We ski through the woods and then out onto the golf course and we were lucky enough to catch the groomer this morning, dragging his apparatus behind a snowmobile. We waved and thanked him. He’s a new guy and especially creative. His tracks have all sorts of interesting curves and slopes.
Overheard at Colleen Buzzard’s Studio: Someone asking a visual artist how they were holding up in the pandemic. “It’s been a little quiet but I have a beautiful house, a nice studio and plenty of time to do work” or something to that effect. I wanted to second that but stayed quiet. And then at RoCo, later that evening, we ran into a writer who told us how they couldn’t get anything done during the pandemic.
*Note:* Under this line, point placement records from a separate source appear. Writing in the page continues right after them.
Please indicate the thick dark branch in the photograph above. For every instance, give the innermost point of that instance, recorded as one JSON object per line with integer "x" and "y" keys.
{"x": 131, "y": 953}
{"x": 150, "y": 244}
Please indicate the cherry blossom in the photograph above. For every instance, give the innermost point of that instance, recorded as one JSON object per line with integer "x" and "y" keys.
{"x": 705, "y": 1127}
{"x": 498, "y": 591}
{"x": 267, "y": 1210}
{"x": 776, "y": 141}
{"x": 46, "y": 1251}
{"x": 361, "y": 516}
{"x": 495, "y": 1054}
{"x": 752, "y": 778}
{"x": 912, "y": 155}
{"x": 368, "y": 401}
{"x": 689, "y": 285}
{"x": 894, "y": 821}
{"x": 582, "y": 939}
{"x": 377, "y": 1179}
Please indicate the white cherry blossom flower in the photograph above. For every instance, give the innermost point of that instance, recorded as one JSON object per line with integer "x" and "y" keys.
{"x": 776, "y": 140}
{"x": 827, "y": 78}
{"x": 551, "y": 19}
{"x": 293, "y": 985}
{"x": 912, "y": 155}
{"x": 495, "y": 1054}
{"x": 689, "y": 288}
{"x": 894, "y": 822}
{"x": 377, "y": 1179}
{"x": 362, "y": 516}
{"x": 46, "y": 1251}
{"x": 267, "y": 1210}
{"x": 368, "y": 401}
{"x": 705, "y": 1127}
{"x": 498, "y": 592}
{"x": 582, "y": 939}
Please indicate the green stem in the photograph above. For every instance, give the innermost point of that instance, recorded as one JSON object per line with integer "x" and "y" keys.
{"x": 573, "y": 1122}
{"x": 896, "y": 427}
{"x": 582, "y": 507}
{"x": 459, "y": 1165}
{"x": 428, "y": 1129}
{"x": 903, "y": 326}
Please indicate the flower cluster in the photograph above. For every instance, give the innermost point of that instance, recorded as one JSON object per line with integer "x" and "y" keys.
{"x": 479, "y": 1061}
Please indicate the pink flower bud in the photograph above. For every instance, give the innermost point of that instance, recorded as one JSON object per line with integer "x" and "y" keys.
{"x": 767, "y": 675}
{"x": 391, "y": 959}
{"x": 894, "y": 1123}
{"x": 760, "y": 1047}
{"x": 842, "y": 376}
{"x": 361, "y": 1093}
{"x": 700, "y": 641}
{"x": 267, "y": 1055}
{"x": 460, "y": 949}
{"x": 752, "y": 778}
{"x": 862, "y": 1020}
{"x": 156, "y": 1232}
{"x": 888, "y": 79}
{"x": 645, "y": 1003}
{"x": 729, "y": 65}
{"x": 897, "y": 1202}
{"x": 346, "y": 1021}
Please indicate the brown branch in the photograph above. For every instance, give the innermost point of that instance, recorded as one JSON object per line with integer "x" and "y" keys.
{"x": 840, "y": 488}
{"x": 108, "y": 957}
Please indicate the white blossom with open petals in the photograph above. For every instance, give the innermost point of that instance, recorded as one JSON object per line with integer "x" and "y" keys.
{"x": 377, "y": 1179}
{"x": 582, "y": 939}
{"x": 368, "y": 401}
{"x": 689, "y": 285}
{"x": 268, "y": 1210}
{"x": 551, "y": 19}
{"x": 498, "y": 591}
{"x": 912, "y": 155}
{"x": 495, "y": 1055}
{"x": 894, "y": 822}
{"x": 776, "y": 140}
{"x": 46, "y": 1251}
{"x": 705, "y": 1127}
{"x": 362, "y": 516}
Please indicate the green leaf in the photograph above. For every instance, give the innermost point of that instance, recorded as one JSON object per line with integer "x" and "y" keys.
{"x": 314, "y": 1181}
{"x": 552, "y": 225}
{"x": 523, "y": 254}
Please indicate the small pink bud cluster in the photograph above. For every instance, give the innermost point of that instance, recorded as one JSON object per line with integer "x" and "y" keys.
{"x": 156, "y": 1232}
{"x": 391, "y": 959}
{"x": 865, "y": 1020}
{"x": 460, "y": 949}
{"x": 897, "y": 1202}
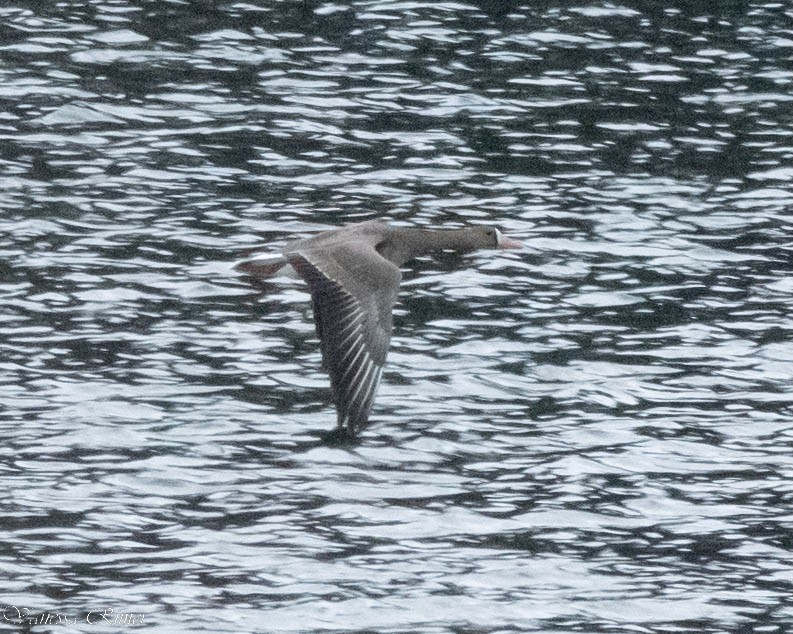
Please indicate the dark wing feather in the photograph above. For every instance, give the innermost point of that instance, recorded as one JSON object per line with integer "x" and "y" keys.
{"x": 353, "y": 290}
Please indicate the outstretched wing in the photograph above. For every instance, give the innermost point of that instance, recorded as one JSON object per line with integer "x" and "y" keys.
{"x": 353, "y": 290}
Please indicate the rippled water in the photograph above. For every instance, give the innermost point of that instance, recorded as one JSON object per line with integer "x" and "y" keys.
{"x": 592, "y": 435}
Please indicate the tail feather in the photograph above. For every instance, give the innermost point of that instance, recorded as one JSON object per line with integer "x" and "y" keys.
{"x": 263, "y": 266}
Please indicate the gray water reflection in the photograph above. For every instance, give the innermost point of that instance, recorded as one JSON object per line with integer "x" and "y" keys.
{"x": 592, "y": 435}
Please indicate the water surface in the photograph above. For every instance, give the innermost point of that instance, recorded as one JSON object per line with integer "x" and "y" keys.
{"x": 591, "y": 435}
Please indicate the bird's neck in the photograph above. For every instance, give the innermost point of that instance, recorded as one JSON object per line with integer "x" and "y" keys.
{"x": 405, "y": 243}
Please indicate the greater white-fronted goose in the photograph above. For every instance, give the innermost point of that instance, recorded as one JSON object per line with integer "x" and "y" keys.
{"x": 353, "y": 277}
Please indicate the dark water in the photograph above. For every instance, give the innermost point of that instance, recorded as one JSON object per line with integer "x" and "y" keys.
{"x": 592, "y": 435}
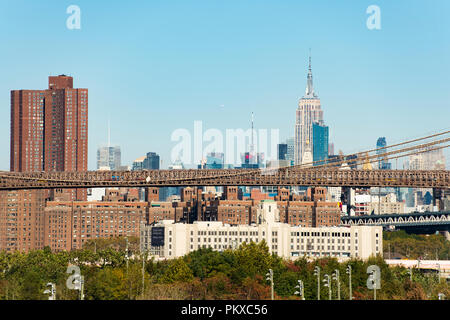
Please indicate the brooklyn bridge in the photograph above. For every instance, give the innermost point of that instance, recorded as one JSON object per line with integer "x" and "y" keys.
{"x": 351, "y": 171}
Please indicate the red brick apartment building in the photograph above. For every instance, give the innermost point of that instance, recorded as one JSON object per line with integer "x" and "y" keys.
{"x": 49, "y": 132}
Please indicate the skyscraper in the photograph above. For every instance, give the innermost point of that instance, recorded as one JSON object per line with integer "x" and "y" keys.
{"x": 290, "y": 149}
{"x": 308, "y": 112}
{"x": 109, "y": 157}
{"x": 320, "y": 142}
{"x": 48, "y": 133}
{"x": 383, "y": 164}
{"x": 282, "y": 151}
{"x": 151, "y": 161}
{"x": 49, "y": 129}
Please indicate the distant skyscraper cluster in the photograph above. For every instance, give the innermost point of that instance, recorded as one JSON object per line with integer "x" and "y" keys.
{"x": 383, "y": 163}
{"x": 109, "y": 158}
{"x": 148, "y": 162}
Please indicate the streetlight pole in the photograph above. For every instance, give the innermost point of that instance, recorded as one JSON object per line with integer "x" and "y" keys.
{"x": 336, "y": 277}
{"x": 81, "y": 287}
{"x": 374, "y": 280}
{"x": 300, "y": 291}
{"x": 52, "y": 291}
{"x": 349, "y": 272}
{"x": 317, "y": 273}
{"x": 327, "y": 283}
{"x": 143, "y": 272}
{"x": 269, "y": 276}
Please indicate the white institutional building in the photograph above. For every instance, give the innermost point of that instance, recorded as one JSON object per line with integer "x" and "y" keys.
{"x": 167, "y": 239}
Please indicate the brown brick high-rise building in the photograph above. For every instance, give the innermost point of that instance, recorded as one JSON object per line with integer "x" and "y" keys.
{"x": 49, "y": 132}
{"x": 49, "y": 129}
Granted this thing is not good for depressive types. Someone in the Truman Capote doc that we just watched said, “All writers are voyeurs.” So maybe it is without people to observre a writer could be lost. But that is all broad brush nonsense. Truman did really blew up though with his “Answered Prayers.”
It was really good to get out, to see new art and laugh through a mask with friends. Joan Lyons show at Colleen Buzzard’s Studio is a real treat. A wall of photos created on Nathan Lyons (who died in 2016) old photo paper, some of it as old as his 40 year old darkroom. Joan doesn’t just click the shutter, she paints with the photo chemicals and exposes the paper to items from Nathan’s darkroom. I particularly liked her Diazo Prints, “Portraits,” made in conjunction with members of their family in the early eighties.
On the first page of Pete Monacelli’s book, Origins,” he defines “origin” as “The point or place where something begins, arises or is derived. Source, inception and root.” With verse, Casin paint and ballpoint pen he shares, over 94 spreads, some his origins. It is an astonishingly beautiful book, too good to sit in a drawer in his studio. I offered to create an eBook version and it is available here as a free download.
Click the cover above for a free download version “Origins.”
I was recently helping my brother, Fran, with a computer issue. He is surely up in the Adirondacks now with his snowmobile while Peggi and I watch snow slide off our new metal roof. And I was reminded of this movie, my first and only concept film. My father bought the Super 8 camera for me from Kodak’s Camera Club. It was eighteen dollars.
The movie, sequenced and edited in camera, is only three minutes long. My brothers helped me flesh out the concept and we wrapped it up before the film ran out. Fran is featured sliding off the roof with his friends and my brothers, Tim and John, play instruments in our driveway. The movie was silent but I added an Invisible Idiot song to the soundtrack.
I’m guessing this was 1970. I had dropped out of school and moved back home for a year. Without my college deferment I was ready to go to Canada and then that ping pong ball drop lottery happened. Fran was always a daredevil. He definitely steals the show here. Peggi has always thought he looked like Iggy Pop.